To grasp the enormous challenges that the nuclear industry faces we need to recognize it is an industry characterized by long lead times, massive capital requirements and returns realized only many years later in the face of real investment risks. Because the industry must plan and operate under long lead times, it cannot raise the necessary capital unless it obtains loan guarantees.
Currently 17 utilities are seeking $122 billion in loan guarantees. But the Department of Energy program makes available only $18.5 billion, that is enough to support three reactors at the most. So far, DOE has approved loan guarantees for two new reactors in Georgia. The loan guarantees would reduct interest rates by as much as 1.1 percent on each project, estimated to cost $14 billion. The savings to consumers would be about $200 million.
Would taxpayers have to pay for loan guarantees ? No! If the construction projects are managed properly, the loan guarantees will cost taxpayers nothing. Besides, nuclear utilities pay a premium that covers the financial risk assumed by the government.

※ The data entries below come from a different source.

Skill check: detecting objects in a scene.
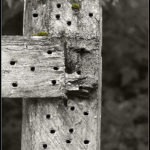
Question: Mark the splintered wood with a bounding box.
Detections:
[2,36,64,98]
[22,0,102,150]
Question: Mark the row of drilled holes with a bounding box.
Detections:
[10,50,59,87]
[43,140,90,149]
[10,50,81,87]
[33,4,93,26]
[43,106,90,149]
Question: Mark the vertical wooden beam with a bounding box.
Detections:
[22,0,102,150]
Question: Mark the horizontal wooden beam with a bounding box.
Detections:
[2,36,65,98]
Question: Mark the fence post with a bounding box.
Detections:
[22,0,102,150]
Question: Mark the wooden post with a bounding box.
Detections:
[2,0,102,150]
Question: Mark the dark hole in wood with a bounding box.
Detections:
[56,14,60,20]
[64,99,68,107]
[42,0,46,4]
[79,86,83,90]
[84,140,90,144]
[67,21,71,26]
[47,50,52,54]
[77,70,81,75]
[89,13,93,17]
[10,60,16,65]
[66,140,71,143]
[57,4,61,8]
[12,82,18,87]
[69,128,74,133]
[30,67,35,71]
[50,129,56,134]
[43,144,47,149]
[83,111,89,116]
[53,67,59,70]
[46,114,51,119]
[33,13,38,17]
[70,106,75,111]
[52,80,56,85]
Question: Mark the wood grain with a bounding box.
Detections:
[22,0,102,150]
[2,36,65,98]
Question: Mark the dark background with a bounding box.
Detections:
[2,0,148,150]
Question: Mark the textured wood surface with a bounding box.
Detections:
[2,36,65,98]
[22,0,102,150]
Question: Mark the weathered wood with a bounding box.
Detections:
[22,0,102,150]
[2,36,65,98]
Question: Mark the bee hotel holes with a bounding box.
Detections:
[53,67,59,70]
[66,140,71,144]
[83,111,89,116]
[57,3,61,8]
[50,129,56,134]
[84,140,90,144]
[30,66,35,71]
[67,21,71,26]
[47,50,52,54]
[52,80,56,85]
[56,14,60,20]
[43,144,47,149]
[12,82,18,87]
[77,70,81,75]
[89,13,93,17]
[33,13,38,17]
[46,114,51,119]
[70,106,75,111]
[10,60,16,65]
[69,128,74,133]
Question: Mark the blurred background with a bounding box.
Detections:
[2,0,148,150]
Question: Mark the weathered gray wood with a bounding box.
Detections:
[22,0,102,150]
[2,36,65,98]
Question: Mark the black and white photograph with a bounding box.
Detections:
[1,0,149,150]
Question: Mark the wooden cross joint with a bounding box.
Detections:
[2,0,102,150]
[2,36,98,98]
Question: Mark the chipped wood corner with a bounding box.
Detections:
[2,0,102,150]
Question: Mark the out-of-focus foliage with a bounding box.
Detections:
[2,0,148,150]
[101,0,148,150]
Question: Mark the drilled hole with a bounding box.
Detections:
[50,129,56,134]
[69,128,74,133]
[67,21,71,26]
[84,140,90,144]
[56,14,60,20]
[33,13,38,17]
[66,140,71,144]
[89,13,93,17]
[53,67,59,70]
[47,50,52,54]
[43,144,47,149]
[77,70,81,75]
[12,82,18,87]
[79,86,83,90]
[46,114,51,119]
[30,67,35,71]
[57,4,61,8]
[80,48,85,52]
[70,106,75,111]
[52,80,56,85]
[83,111,89,116]
[10,60,16,65]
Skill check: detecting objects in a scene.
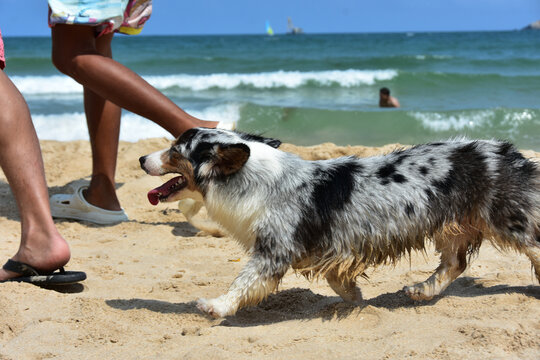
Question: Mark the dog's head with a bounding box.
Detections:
[139,128,281,205]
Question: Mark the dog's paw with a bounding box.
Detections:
[197,298,232,319]
[403,283,433,301]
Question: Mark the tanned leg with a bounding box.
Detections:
[51,24,217,137]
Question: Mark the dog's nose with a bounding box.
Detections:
[139,156,146,169]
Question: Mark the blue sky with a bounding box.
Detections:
[0,0,540,36]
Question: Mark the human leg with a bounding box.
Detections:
[0,71,70,281]
[84,34,122,210]
[51,24,217,137]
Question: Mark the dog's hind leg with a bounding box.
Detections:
[197,255,289,318]
[325,269,362,304]
[524,234,540,282]
[403,233,471,300]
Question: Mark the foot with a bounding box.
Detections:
[83,176,122,211]
[197,298,234,318]
[0,234,71,281]
[195,120,219,129]
[403,283,435,301]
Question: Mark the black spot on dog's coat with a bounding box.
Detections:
[405,203,416,218]
[377,164,396,179]
[175,128,199,150]
[236,131,281,149]
[294,159,363,251]
[392,174,407,184]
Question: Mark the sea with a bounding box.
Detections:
[4,31,540,151]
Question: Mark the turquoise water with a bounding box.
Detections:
[5,31,540,150]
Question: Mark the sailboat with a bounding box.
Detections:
[266,20,274,36]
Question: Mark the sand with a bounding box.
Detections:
[0,139,540,360]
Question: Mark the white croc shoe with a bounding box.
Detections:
[50,186,129,225]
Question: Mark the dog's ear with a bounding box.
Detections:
[213,143,250,176]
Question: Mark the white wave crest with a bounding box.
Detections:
[32,104,241,142]
[409,110,495,132]
[12,69,398,95]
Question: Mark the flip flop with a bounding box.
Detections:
[0,260,86,286]
[50,186,129,225]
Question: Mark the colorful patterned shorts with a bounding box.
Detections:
[49,0,152,36]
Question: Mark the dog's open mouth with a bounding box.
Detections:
[148,175,187,205]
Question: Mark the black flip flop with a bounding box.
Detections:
[1,260,86,286]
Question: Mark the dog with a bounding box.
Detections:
[140,128,540,317]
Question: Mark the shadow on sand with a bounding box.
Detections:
[106,277,540,327]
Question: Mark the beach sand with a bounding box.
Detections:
[0,139,540,360]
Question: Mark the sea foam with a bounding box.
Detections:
[32,104,241,142]
[11,69,398,95]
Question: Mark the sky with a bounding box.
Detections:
[0,0,540,36]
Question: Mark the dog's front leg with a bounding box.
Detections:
[197,254,289,318]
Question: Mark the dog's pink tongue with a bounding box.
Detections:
[148,176,180,205]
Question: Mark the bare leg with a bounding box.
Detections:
[84,34,122,210]
[0,71,70,280]
[403,234,470,300]
[197,255,289,318]
[325,270,362,304]
[52,24,217,137]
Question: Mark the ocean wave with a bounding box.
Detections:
[32,104,241,142]
[409,110,495,132]
[12,69,398,95]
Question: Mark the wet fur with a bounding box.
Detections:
[141,128,540,317]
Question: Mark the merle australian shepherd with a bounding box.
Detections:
[140,128,540,317]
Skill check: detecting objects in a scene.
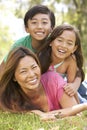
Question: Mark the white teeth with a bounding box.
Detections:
[36,32,43,35]
[30,79,37,83]
[58,50,65,53]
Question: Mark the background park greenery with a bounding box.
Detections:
[0,0,87,65]
[0,0,87,130]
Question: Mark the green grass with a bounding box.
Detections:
[0,111,87,130]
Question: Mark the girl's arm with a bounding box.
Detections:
[64,57,81,96]
[31,92,87,121]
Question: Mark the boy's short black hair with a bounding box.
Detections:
[24,5,55,28]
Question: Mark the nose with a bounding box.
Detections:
[37,23,42,28]
[62,41,67,47]
[27,70,34,77]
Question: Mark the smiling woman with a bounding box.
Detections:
[0,47,87,119]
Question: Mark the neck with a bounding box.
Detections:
[26,83,43,100]
[32,39,45,50]
[51,55,64,65]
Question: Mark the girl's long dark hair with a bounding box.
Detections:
[38,24,85,80]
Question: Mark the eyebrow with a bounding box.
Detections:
[57,36,73,42]
[31,18,48,20]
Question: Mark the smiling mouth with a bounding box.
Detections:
[58,50,66,53]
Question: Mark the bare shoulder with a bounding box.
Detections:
[65,55,76,64]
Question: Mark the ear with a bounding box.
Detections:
[25,27,29,33]
[72,45,78,54]
[13,77,17,82]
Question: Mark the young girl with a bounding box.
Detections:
[0,47,87,119]
[39,24,84,102]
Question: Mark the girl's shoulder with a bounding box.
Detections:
[64,55,76,64]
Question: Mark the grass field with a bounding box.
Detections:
[0,111,87,130]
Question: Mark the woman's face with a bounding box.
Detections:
[14,56,41,93]
[50,30,77,59]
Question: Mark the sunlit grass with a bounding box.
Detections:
[0,111,87,130]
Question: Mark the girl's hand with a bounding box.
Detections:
[64,83,77,96]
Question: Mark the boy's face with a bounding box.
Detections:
[26,13,52,41]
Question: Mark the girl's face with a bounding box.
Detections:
[14,56,41,93]
[26,13,52,41]
[50,30,77,60]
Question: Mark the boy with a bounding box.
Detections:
[0,5,55,72]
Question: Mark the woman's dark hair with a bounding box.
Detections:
[24,5,55,29]
[38,24,84,80]
[0,47,40,111]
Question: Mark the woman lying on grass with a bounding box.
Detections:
[0,47,87,119]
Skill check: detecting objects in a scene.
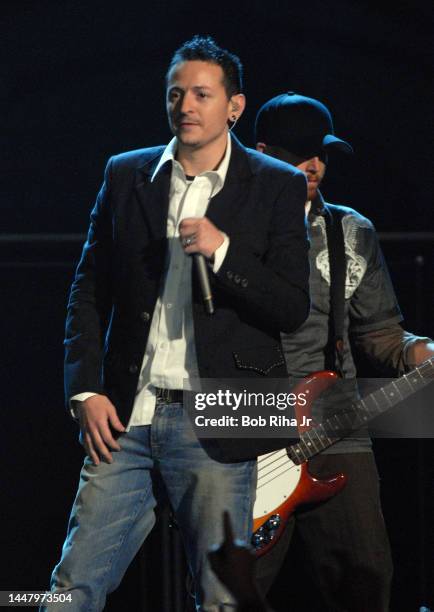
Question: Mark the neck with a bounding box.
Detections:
[176,132,227,176]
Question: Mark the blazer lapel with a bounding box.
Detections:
[135,155,172,239]
[206,134,252,231]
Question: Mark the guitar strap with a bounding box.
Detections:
[324,204,347,377]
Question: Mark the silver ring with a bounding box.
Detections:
[182,234,196,246]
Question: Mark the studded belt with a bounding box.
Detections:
[155,387,184,404]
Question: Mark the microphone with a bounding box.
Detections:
[193,253,214,315]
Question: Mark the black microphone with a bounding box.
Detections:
[193,253,214,314]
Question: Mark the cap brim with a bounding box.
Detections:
[322,134,354,153]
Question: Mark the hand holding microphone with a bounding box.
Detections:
[179,217,224,314]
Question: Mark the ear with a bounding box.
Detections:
[229,94,246,121]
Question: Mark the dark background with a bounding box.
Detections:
[0,0,434,612]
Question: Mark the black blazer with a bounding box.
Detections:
[65,136,309,459]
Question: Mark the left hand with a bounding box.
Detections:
[179,217,224,259]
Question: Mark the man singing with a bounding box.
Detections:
[43,36,309,612]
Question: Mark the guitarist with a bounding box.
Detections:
[256,92,434,612]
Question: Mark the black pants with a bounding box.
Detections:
[257,452,393,612]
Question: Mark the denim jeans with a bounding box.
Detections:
[42,403,256,612]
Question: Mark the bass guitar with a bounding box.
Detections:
[251,357,434,557]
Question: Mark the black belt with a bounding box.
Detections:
[155,387,184,404]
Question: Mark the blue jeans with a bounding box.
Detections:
[44,403,256,612]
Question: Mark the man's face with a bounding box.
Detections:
[256,142,327,200]
[166,61,236,149]
[294,157,326,200]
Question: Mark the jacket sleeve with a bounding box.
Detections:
[216,173,309,333]
[353,324,431,376]
[64,159,113,402]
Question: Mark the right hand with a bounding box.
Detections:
[77,395,125,465]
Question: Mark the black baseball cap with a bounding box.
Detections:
[255,91,353,158]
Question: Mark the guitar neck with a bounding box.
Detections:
[287,357,434,464]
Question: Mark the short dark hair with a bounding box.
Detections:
[166,34,243,98]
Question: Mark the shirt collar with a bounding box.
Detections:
[151,133,232,195]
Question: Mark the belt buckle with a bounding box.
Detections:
[157,387,170,403]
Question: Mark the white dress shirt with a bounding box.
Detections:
[71,134,231,429]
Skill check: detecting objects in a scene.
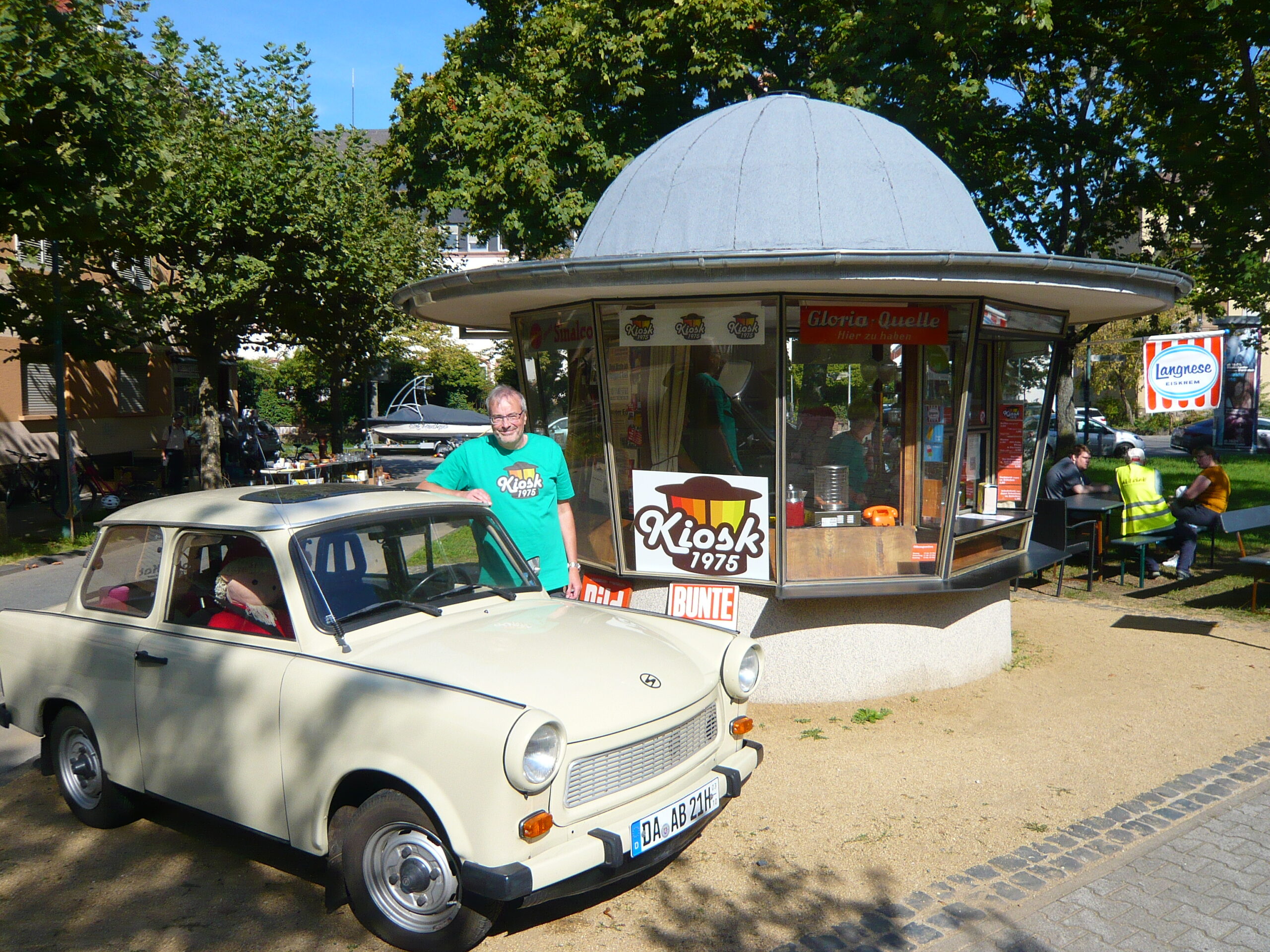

The process of licensing and building a nuclear plant will take about 12 years. Demand for electricity in our increasingly digitalized economy is projected to grow in the future even with continuing improvements in energy efficiency. Given the surge expected in electricity use, pressured by the introduction of electric cars, the need for additional reactors will be greater than even in the 1960’s, when construction of the current generation of nuclear plants began.
Amid this state of affairs is an historic opportunity. As the cost of burning coal, gas and oil rise, many of the fossil fuel plants are expected to be retired during the next decade. We must quickly turn the fast-approaching power squeeze to our advantage by launching construction of new nuclear plants and ensuring that loan guarantees are available to make it happen.